2009年06月27日 配信
女性がん検診の継続を
高齢者医療制度見直し危機克服へ「特別枠」も
来年度予算編成で公明が強調
「経済財政改革の基本方針(骨太の方針)2009」の閣議決定を受け、2010年度予算の大枠を示す概算要求基準(シーリング)が週明けの7月上旬にも決定するのを前に、自民・保利耕輔、公明・山口那津男の両党政務調査会長は26日、首相官邸で河村建夫官房長官と会い、来年度予算編成に当たっての申し入れを行った。公明党の石井啓一政調会長代理が同席した。
与党の申し入れは両党政調各部会からの要望事項を集約し、基本的な考え方を示したもの。現下の厳しい経済・社会状況の下で「国民生活をしっかりと守る」ことを基本に、経済危機克服のための対応を要請。特に来年度概算要求基準においては安心・安全確保の観点から「社会保障の増を自然増の高さまで認める」よう要望した。

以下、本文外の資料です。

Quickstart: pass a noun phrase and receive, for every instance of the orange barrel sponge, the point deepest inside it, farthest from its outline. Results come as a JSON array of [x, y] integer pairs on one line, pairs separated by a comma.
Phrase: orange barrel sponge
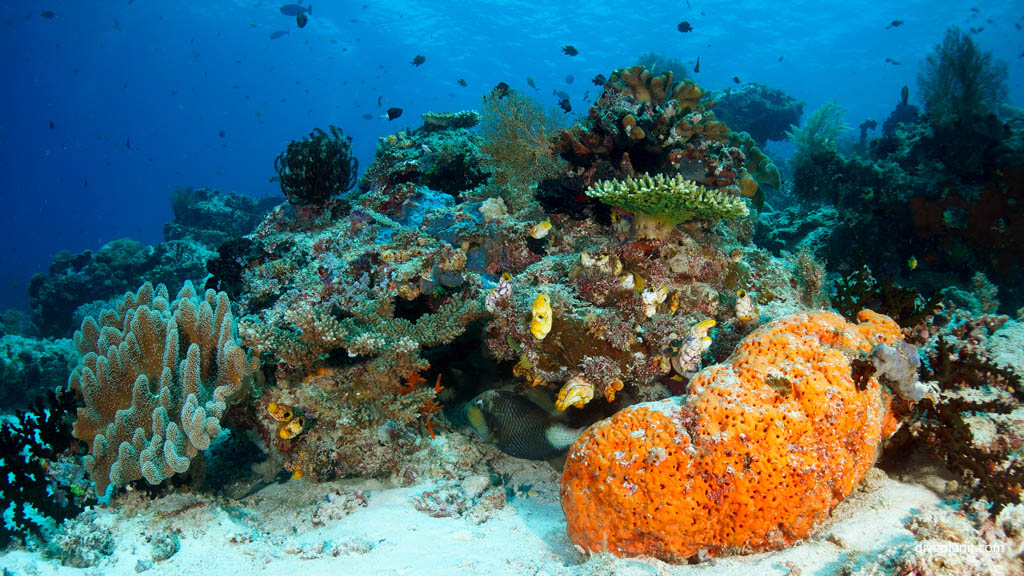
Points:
[[751, 459]]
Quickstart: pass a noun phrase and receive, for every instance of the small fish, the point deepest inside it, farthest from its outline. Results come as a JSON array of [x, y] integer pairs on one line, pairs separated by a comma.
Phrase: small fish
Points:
[[295, 9], [744, 309], [540, 230], [628, 281], [501, 90], [292, 428], [517, 426]]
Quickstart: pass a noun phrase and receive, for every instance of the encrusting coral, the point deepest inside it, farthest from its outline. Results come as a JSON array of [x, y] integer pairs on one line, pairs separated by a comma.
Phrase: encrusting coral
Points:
[[156, 376], [752, 459]]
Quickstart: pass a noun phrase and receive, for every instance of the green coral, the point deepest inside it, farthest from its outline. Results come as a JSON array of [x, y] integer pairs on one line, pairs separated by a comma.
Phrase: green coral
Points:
[[156, 376], [670, 199]]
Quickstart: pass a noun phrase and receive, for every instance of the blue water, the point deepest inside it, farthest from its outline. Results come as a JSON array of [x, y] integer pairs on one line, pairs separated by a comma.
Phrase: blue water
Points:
[[139, 91]]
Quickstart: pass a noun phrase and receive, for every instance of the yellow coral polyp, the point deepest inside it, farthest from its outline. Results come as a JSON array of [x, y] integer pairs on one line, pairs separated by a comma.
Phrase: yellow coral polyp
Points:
[[540, 326], [280, 412], [292, 428], [577, 392]]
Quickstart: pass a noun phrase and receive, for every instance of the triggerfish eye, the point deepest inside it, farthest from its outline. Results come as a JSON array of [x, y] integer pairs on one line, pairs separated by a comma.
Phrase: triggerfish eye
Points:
[[292, 428]]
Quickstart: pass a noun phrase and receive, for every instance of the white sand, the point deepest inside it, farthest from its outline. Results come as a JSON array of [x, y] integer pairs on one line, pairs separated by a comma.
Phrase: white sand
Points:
[[302, 528]]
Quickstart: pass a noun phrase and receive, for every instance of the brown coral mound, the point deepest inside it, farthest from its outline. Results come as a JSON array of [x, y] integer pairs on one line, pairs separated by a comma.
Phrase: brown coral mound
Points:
[[156, 376], [752, 459]]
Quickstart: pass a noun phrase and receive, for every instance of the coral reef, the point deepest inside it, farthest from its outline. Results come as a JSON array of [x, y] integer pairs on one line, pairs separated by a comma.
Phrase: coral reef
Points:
[[76, 280], [203, 220], [946, 183], [973, 419], [752, 459], [960, 82], [514, 138], [316, 168], [30, 367], [650, 123], [445, 159], [672, 200], [433, 121], [818, 135], [40, 482], [763, 112], [860, 290], [211, 217], [156, 376]]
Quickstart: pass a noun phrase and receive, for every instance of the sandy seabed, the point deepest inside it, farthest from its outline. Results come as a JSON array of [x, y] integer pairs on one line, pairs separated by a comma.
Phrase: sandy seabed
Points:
[[474, 525]]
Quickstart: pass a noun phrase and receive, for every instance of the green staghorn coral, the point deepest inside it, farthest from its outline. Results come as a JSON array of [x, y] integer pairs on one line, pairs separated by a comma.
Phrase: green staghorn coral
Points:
[[156, 376], [672, 200]]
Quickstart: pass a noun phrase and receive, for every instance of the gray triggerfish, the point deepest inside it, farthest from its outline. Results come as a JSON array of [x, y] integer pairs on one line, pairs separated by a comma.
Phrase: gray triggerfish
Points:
[[518, 426], [295, 9]]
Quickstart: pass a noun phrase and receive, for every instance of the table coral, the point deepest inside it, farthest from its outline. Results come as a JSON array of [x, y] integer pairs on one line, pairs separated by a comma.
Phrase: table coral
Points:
[[670, 199], [157, 376], [752, 459]]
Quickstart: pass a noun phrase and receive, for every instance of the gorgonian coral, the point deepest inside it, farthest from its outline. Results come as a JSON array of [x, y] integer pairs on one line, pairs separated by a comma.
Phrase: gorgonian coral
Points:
[[316, 168]]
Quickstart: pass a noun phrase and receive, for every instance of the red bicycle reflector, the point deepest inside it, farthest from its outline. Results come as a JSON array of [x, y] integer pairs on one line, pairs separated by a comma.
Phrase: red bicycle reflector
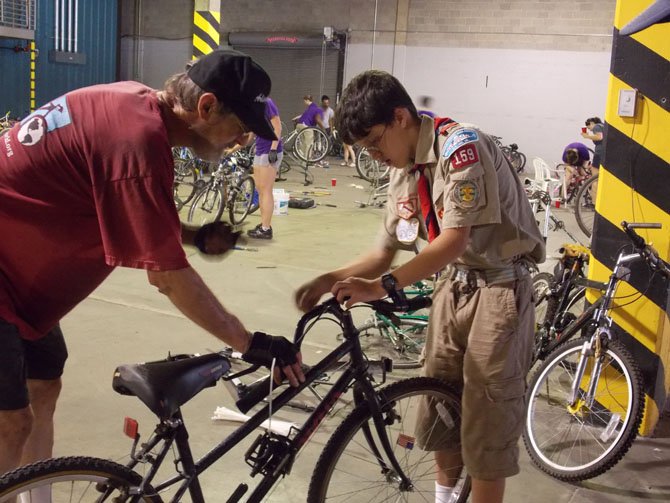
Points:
[[130, 427]]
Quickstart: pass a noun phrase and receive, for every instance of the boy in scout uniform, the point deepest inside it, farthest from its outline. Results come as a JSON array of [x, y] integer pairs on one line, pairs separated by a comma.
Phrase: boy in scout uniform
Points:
[[454, 187]]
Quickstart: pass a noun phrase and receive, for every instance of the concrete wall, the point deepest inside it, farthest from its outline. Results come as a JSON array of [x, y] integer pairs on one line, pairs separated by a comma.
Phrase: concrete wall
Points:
[[528, 70]]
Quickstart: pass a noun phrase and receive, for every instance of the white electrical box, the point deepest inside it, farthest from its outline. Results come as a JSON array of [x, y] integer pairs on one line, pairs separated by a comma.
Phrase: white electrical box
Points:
[[627, 102]]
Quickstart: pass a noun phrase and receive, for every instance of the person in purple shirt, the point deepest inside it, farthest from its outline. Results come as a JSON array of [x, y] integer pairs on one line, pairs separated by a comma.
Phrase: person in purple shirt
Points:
[[577, 160], [266, 165]]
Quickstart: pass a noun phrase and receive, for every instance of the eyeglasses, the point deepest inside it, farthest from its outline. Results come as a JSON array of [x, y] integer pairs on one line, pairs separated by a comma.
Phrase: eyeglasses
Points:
[[373, 146]]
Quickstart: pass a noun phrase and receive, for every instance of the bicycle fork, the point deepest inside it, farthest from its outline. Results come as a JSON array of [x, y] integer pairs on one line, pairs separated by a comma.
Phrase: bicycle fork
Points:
[[586, 351]]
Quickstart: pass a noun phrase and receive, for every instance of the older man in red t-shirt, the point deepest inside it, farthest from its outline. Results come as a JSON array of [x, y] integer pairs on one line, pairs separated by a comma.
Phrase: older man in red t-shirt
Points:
[[86, 186]]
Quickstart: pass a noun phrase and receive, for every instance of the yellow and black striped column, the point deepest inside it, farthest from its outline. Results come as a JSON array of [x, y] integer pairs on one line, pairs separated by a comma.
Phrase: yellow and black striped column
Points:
[[206, 35], [33, 54], [634, 186]]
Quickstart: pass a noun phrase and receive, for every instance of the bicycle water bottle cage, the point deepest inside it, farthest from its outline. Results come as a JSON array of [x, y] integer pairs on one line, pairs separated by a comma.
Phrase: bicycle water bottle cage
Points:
[[270, 454]]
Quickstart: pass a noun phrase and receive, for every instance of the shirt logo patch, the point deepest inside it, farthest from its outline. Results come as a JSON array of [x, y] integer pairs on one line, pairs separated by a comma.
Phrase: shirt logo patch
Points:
[[465, 156], [406, 207], [462, 137], [466, 194]]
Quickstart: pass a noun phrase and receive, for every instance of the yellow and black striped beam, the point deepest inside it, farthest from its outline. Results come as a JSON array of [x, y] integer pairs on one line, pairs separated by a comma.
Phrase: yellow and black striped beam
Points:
[[633, 186], [33, 54], [206, 35]]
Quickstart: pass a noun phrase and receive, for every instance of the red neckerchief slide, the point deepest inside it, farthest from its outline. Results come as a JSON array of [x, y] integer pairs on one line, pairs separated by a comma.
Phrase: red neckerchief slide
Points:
[[424, 189]]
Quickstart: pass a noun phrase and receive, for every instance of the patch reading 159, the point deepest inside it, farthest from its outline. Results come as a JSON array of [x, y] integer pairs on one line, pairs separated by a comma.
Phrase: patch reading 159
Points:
[[465, 156], [466, 194]]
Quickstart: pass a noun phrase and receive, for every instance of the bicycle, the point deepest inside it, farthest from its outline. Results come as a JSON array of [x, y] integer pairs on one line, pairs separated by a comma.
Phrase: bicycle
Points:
[[370, 169], [229, 187], [379, 430], [559, 296], [400, 337], [511, 152], [585, 402], [585, 206]]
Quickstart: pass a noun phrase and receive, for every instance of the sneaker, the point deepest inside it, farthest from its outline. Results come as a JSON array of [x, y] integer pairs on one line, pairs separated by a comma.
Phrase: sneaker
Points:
[[259, 233]]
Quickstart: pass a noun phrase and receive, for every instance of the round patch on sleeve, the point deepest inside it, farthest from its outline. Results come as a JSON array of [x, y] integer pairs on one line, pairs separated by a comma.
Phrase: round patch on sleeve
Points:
[[466, 194], [407, 230]]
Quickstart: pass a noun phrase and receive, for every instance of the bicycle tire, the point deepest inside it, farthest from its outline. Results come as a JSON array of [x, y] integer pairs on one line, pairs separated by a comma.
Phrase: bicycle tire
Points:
[[207, 205], [96, 475], [348, 441], [403, 344], [585, 207], [548, 423], [242, 199], [312, 149], [370, 169]]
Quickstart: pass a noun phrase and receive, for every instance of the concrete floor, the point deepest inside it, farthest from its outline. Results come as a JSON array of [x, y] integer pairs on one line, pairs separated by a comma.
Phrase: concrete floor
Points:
[[127, 321]]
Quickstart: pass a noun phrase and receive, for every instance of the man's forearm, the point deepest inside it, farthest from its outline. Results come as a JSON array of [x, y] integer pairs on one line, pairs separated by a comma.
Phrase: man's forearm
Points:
[[189, 293]]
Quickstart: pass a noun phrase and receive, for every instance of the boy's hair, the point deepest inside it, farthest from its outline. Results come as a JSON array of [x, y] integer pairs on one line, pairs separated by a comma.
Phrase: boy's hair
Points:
[[182, 91], [572, 156], [370, 99]]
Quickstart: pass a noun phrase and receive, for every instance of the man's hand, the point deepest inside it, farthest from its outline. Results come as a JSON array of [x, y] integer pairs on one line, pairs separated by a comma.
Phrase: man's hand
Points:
[[263, 348], [353, 290], [215, 238], [309, 294]]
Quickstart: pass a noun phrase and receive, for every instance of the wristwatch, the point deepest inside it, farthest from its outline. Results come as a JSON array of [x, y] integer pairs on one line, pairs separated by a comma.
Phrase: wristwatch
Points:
[[390, 283]]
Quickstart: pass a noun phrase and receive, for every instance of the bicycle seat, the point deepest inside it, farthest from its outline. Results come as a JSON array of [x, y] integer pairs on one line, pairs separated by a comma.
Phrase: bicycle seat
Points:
[[166, 385]]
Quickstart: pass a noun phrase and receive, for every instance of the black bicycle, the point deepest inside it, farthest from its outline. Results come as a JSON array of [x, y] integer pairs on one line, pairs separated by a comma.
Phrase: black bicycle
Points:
[[378, 435]]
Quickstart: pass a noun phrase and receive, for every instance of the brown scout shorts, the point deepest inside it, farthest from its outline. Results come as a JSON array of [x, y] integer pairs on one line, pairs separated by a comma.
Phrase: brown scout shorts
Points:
[[481, 339]]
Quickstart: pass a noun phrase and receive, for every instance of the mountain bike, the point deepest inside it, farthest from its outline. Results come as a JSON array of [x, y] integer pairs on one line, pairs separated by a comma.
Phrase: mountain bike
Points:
[[585, 209], [560, 297], [370, 169], [399, 337], [585, 402], [228, 187], [378, 434], [516, 158]]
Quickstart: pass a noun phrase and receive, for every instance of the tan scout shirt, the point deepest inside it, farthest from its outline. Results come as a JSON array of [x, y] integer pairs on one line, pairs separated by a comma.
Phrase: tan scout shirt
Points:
[[472, 185]]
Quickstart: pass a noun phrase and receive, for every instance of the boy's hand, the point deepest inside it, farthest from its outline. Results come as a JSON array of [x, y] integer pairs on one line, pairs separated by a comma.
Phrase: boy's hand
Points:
[[309, 294], [353, 290]]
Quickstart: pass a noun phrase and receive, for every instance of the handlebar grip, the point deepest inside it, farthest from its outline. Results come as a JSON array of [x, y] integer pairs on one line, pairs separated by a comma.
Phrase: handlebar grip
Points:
[[416, 303], [254, 393]]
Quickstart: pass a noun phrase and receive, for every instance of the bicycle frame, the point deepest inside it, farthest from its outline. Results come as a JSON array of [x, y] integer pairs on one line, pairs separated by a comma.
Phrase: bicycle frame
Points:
[[279, 452], [604, 322]]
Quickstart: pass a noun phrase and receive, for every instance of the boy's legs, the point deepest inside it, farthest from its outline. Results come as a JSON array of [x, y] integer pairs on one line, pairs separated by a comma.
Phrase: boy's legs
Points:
[[29, 373]]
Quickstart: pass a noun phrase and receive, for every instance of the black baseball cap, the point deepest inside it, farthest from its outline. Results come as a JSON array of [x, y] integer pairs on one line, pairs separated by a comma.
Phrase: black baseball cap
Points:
[[240, 83]]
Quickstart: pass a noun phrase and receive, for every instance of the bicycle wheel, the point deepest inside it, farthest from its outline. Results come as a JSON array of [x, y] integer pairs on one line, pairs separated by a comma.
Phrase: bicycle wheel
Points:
[[348, 469], [242, 199], [207, 205], [69, 479], [578, 443], [369, 169], [185, 182], [585, 206], [401, 343], [311, 144]]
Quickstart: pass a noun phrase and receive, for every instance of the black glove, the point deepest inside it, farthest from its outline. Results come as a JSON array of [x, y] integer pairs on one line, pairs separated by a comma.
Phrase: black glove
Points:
[[215, 238], [264, 348]]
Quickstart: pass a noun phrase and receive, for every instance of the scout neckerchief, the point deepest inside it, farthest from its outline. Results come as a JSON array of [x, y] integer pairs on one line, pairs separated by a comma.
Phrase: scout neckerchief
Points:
[[442, 124]]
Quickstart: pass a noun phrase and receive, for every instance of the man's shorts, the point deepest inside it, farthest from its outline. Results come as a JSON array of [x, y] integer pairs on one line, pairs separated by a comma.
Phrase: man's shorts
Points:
[[481, 340], [263, 161], [21, 359]]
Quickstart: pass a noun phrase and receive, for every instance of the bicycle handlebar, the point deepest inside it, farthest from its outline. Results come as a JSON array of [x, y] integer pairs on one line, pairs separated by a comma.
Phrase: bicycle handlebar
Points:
[[397, 303], [647, 251]]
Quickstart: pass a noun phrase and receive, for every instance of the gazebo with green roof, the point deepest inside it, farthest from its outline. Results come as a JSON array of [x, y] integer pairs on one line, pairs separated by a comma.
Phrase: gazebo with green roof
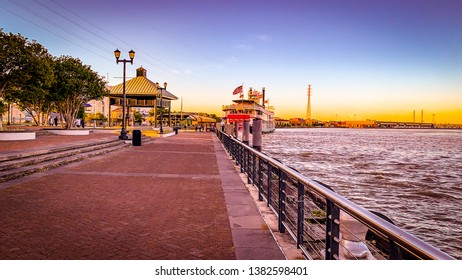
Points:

また、必要な対応を行うために新たな予算措置の別枠確保や成長戦略推進のほか、行政効率化へ不断の行革推進、ムダ排除の徹底継続を求めた。
一方、公明党の山口政調会長は、与党申し入れに追加する形で、社会保障の強化策として高齢者医療制度や高額療養費制度の見直し、少子化対策の抜本的拡充のため社会保障の節約分を充当して予算確保するよう要望。女性のがん検診、難病対策などの継続を訴える一方、母子家庭などへの支援策については今後、実態調査を実施し所要の措置を講じることを求めた。
また概算要求基準では、今年度設置した「重点課題推進枠」に代わるものとして「経済危機克服、安心社会実現のための特別枠」設置を提案。雇用対策や低所得者の教育費負担軽減などセーフティーネット(安全網)拡充、緑の経済と社会の変革の実現への重点配分、ゲリラ豪雨などの大規模災害対策にも万全を期すよう申し入れた。